When we're shifting to a single platform, how do we actually keep developers from just rewriting everything from scratch?

We’ve been through a couple of platform migrations, and the pattern is always the same: someone says “we’re moving to platform X,” and then developers see a chance to “do it right this time” and end up rewriting everything from scratch instead of migrating existing workflows.

That kills the economic case for switching. You’re supposed to save money by moving to a more efficient platform. You don’t save money if you spend the next six months rebuilding every workflow you’ve ever written.

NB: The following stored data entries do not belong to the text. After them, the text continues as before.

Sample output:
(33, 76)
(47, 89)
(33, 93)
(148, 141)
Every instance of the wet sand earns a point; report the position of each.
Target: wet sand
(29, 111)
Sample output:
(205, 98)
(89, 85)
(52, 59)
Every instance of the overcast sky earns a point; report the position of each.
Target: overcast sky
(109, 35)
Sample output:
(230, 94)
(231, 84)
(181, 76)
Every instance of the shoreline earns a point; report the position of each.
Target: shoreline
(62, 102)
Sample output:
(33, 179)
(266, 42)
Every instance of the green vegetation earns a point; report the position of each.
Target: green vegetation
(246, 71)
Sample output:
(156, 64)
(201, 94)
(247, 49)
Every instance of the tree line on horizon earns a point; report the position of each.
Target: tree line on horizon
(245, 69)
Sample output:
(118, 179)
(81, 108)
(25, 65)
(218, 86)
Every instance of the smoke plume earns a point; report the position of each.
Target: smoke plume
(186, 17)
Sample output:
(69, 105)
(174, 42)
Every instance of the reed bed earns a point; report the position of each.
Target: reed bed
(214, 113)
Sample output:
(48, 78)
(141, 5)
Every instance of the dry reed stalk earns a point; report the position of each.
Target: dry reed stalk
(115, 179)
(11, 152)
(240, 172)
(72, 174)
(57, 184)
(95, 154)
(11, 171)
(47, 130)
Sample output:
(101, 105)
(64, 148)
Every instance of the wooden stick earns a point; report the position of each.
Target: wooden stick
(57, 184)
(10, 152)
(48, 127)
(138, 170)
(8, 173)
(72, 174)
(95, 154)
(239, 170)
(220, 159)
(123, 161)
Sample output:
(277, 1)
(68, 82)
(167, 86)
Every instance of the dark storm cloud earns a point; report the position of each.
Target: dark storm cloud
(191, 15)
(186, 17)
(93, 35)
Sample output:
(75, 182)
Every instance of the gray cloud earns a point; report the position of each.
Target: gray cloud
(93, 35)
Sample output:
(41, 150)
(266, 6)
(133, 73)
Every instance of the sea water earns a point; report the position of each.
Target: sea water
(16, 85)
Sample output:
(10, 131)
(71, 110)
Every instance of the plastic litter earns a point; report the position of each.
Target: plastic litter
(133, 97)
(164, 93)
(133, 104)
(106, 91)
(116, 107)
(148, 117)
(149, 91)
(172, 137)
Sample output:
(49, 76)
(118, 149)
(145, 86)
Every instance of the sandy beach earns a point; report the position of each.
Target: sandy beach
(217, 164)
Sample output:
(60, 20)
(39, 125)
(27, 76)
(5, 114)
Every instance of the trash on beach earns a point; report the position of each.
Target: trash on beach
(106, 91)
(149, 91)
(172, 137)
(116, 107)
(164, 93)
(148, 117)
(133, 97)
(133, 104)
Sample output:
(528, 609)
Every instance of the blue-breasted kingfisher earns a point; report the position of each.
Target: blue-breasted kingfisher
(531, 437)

I’m trying to figure out the practical constraints that would make developers actually migrate existing workflows instead of rewriting them. Is it a matter of tooling—like, is there migration automation that preserves 80% of the work and forces them to only customize the remaining 20%? Or is it a matter of deadlines and freezing the codebase so they don’t have time to rewrite? Or is it that the old platform and the new platform are similar enough that migration is genuinely less work?

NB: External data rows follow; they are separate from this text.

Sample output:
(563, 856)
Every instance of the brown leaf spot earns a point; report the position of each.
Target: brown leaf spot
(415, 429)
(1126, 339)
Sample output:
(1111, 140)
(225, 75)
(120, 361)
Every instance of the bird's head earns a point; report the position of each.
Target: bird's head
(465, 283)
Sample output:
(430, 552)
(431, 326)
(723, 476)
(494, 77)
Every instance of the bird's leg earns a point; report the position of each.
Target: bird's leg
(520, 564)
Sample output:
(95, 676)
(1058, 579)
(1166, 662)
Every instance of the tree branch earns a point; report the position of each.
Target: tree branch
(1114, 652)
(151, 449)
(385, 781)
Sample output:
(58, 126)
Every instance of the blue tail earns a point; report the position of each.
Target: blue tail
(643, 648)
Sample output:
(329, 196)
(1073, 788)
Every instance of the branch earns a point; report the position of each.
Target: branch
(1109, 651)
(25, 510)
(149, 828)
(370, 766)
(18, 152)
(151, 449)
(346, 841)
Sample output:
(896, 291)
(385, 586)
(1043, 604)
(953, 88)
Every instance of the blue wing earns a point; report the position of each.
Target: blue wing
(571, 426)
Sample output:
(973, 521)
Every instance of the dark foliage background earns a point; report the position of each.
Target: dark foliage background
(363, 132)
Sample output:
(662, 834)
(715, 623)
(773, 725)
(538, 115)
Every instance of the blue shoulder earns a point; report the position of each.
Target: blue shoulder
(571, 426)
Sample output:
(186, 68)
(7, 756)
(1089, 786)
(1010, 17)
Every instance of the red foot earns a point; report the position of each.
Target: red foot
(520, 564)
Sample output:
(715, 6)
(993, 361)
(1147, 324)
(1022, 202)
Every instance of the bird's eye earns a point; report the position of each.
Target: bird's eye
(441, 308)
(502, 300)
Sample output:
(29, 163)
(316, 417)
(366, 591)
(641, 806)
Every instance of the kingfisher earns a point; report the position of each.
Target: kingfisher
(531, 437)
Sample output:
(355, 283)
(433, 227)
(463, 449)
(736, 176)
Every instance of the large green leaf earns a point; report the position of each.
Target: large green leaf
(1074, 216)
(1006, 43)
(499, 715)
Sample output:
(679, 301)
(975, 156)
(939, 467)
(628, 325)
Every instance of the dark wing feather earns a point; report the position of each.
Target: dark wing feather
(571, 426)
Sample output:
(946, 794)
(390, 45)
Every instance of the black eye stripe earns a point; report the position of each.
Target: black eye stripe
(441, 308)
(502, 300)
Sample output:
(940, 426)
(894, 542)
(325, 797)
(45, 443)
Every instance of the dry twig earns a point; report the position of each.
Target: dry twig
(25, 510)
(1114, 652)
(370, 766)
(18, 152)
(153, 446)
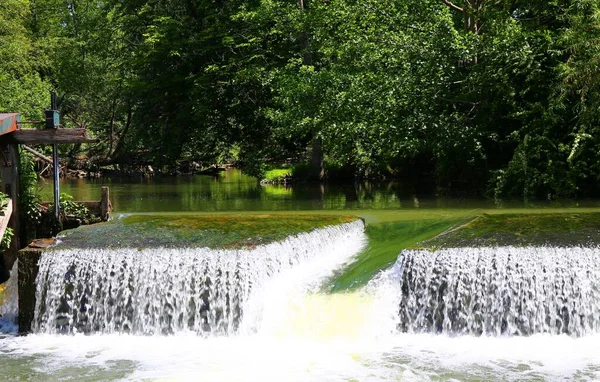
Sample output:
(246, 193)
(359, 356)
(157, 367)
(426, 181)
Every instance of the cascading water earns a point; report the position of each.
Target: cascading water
(9, 303)
(499, 291)
(167, 291)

I’m also wondering whether the cost of migration—even if it’s partly automated—is accounted for in the TCO analysis. Because if migration costs are high enough, you might be better off running both platforms in parallel for a while, which adds its own overhead.

How have other teams actually managed this transition? Did you have a forced migration timeline? Did you provide tooling that made migration automatic? Or did you just accept that some effort was spent on rewriting old stuff?

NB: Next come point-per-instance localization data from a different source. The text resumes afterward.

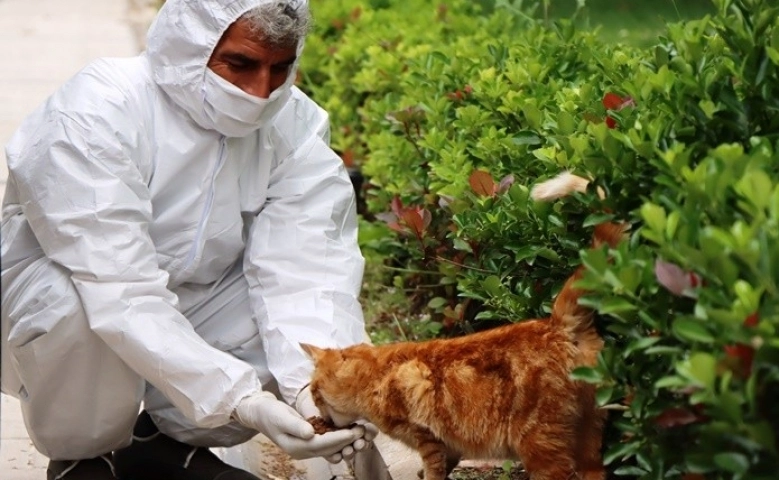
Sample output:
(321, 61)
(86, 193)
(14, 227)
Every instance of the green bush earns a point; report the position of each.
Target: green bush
(454, 122)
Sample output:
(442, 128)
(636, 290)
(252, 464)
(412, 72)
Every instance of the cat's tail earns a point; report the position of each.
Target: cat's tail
(566, 311)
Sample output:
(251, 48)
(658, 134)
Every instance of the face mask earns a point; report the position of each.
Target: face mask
(233, 112)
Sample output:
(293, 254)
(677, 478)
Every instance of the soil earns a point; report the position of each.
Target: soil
(489, 473)
(321, 425)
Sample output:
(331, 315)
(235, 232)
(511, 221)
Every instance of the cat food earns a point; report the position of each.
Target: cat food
(321, 425)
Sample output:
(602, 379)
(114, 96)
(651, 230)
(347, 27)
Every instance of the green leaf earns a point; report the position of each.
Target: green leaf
(621, 451)
(586, 374)
(630, 471)
(492, 285)
(654, 216)
(640, 344)
(436, 303)
(603, 395)
(692, 330)
(701, 368)
(597, 219)
(460, 244)
(615, 305)
(526, 137)
(732, 462)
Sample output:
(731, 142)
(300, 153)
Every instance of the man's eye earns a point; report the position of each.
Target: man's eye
(239, 65)
(281, 68)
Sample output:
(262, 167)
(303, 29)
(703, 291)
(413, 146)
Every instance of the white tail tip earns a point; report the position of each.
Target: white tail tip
(561, 186)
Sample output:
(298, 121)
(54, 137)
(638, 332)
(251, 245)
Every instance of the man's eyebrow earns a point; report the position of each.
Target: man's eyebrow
(240, 57)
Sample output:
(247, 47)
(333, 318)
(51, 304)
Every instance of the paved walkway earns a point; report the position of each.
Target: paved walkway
(43, 43)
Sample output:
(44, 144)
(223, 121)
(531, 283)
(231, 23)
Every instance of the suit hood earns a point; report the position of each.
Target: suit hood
(180, 42)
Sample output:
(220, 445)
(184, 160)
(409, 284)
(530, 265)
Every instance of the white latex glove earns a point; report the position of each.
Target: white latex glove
(304, 404)
(263, 412)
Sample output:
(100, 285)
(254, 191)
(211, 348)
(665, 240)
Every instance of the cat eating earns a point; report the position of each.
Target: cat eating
(504, 393)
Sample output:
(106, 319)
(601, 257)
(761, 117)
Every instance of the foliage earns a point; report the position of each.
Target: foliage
(453, 120)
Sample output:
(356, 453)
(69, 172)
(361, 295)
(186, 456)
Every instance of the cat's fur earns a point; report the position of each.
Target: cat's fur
(503, 393)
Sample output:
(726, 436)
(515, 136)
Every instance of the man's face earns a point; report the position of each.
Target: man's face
(244, 60)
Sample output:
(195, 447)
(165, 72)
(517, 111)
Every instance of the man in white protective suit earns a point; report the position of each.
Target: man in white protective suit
(174, 224)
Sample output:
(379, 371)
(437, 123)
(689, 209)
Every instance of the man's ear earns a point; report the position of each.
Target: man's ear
(314, 353)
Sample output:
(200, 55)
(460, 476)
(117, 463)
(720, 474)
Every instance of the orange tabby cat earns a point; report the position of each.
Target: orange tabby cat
(502, 393)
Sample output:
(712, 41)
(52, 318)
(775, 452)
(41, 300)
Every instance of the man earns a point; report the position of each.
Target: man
(174, 224)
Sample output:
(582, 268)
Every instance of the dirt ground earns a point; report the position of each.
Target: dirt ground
(489, 473)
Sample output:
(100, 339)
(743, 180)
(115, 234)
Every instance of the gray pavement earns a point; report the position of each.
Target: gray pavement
(43, 43)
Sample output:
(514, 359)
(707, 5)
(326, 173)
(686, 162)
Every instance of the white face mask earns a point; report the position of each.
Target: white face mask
(235, 113)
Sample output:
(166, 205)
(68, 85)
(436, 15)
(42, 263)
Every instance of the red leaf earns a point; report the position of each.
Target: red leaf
(482, 183)
(505, 183)
(676, 280)
(677, 417)
(397, 227)
(397, 206)
(745, 356)
(413, 218)
(612, 101)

We put a hard freeze on new features for two weeks before migration and required developers to migrate existing workflows to the new platform as-is, without rewriting. The rule was simple: get the workflow running on new platform with minimal changes, get it tested, get it deployed, move to the next one. Any significant rewrites had to wait until after migration and be evaluated separately.

That constraint actually worked. Developers didn’t have time to rethink architecture, so they focused on mechanical migration. We still did some cleanup and optimization afterward, but it was consciously separate from the migration work. Made the cost much clearer.

The tooling question is real. If the new platform can import old workflows directly—even if they need tweaks—that’s a huge leverage point. If developers have to manually rewrite each workflow, migration becomes a rewriting project. We had partial import capabilities, which meant 60-70% of old workflows came over working. That forced function as a baseline.

We also assigned one senior developer to do a test migration of our most complex workflow first. That gave us realistic time estimates and identified what actually needed tweaking. Then we could enforce realistic timelines for the rest of the team instead of everyone guessing and deciding to rewrite.

The other thing that helped: publish the cost of rewrites. If a developer wants to spend three weeks optimizing a workflow instead of doing a two-day migration, make them justify that time investment against the business case for platform switching. Most rewrites don’t survive that scrutiny.